Midcentury, many educated people thought that hanzi, Chinese writing, was an albatross holding back Chinese modernization and economic development. This included many Chinese, in official capacities. Imagine, prior to modern computer character set support and fonts, how difficult it must have been to transmit documents written in Chinese efficiently. Mao himself, in the early fifties, directed that the government should begin a process to transition written Chinese into some sort of phonetic system 1. This attempt was unsuccessful for a number of reasons, but some historians have argued that it was actually the fax machine, with its easy transmission of complex visual printed material, that helped preserve written Chinese as a practical, everyday means of communication in the modern world. (More citations to be added the next time I am near the relevant books, if I remember.)

What does this have to do with tabletop gaming and streaming? I have previously written that games can be transmitted through both culture and text. Earlier, Jeff Rients made a related point, focusing on personal creativity rather than cultural transmission:

My advice to anyone currently fretting over which edition or retro-clone or whatever they should use is to just pick one. It doesn’t matter which one. No matter which one you pick D&D isn’t there. It’s your job to take that text and turn it into D&D.

As it would be unreasonable to expect new players to turn such a text into D&D completely unassisted, where did they look? Older game texts are weak when it comes to explanation of what people actually do when playing a roleplaying game, especially when gameplay has many emergent properties, so in practice new players have historically learned from experienced players. That is, they tap into broader cultures of play.

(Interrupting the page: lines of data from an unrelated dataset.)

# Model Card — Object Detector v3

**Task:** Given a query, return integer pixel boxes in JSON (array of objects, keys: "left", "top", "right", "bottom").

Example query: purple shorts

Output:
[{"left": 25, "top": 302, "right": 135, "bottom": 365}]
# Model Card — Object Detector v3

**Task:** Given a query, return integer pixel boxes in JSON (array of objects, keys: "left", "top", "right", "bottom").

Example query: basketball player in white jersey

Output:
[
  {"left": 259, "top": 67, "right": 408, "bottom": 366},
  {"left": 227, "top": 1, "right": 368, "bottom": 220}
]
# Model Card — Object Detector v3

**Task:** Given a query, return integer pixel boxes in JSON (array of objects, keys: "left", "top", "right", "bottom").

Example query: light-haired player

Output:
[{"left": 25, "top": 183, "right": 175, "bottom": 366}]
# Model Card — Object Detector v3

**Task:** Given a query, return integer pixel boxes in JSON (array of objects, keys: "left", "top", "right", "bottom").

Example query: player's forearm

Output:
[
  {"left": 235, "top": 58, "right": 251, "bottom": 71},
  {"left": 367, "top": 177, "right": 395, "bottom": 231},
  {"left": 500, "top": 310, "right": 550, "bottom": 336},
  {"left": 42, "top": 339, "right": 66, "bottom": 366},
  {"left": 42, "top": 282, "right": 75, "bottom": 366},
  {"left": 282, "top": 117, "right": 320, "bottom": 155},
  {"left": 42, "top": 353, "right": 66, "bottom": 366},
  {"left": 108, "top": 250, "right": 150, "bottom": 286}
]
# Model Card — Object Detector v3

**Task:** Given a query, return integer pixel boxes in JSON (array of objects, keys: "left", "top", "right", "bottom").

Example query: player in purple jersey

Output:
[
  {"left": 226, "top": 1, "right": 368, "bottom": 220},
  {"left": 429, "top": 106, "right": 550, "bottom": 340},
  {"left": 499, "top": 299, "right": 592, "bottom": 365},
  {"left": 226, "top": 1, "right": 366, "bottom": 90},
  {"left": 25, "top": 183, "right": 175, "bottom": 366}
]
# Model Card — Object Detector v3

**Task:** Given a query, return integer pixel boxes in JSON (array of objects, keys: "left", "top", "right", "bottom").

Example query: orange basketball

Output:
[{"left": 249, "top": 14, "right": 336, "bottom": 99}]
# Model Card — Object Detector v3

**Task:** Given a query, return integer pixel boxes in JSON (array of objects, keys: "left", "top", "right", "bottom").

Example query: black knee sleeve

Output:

Once people started to talk extensively about games online, this provided a vector for communicating methods of play. Easy sharing of recorded videos and streaming provided another, even broader vector of transmission. Literally: broad-casting. Whether or not you in particular enjoy getting information from YouTube, Twitch, and similar platforms, or think that watching people play D&D marks the decline of civilization, it should be clear that the medium has enormous cultural penetration and influence, especially when it comes to learning how to do something. If you are as yet unconvinced, just look at esports and video game streaming: League of Legends (check out those sportscaster voices!), PewDiePie (who reportedly earns more than $10 million per year from entertaining people by streaming video games), and so forth.

I am uncertain how causal the fax machine was in helping preserve traditional Chinese writing, but the principle of technology facilitating the transmission of complex cultural practice should be clear. Streaming affords a unique opportunity to broadcast cultures of play. Such transmission should be, based on historical experience, especially valuable for games that live more in cultures than in texts, such as OSR games (or whatever your preferred term is).

Online traditional roleplaying culture has unlocked the unboxing/reviewing and opinionating video achievements. Those are useful. There are even some recorded play sessions with nontrivial production values, such as I Hit It With My Axe.  But they lack, at least so far, the communities of enthusiasm that surround successful streamers. Where are the MissCliks, Critical Role, and Adam Koebel of the OSR? Where are the trad entertainer-educators?


1. Mills, H. (1956). Language Reform in China: Some Recent Developments. The Far Eastern Quarterly, 15(4), 517-540.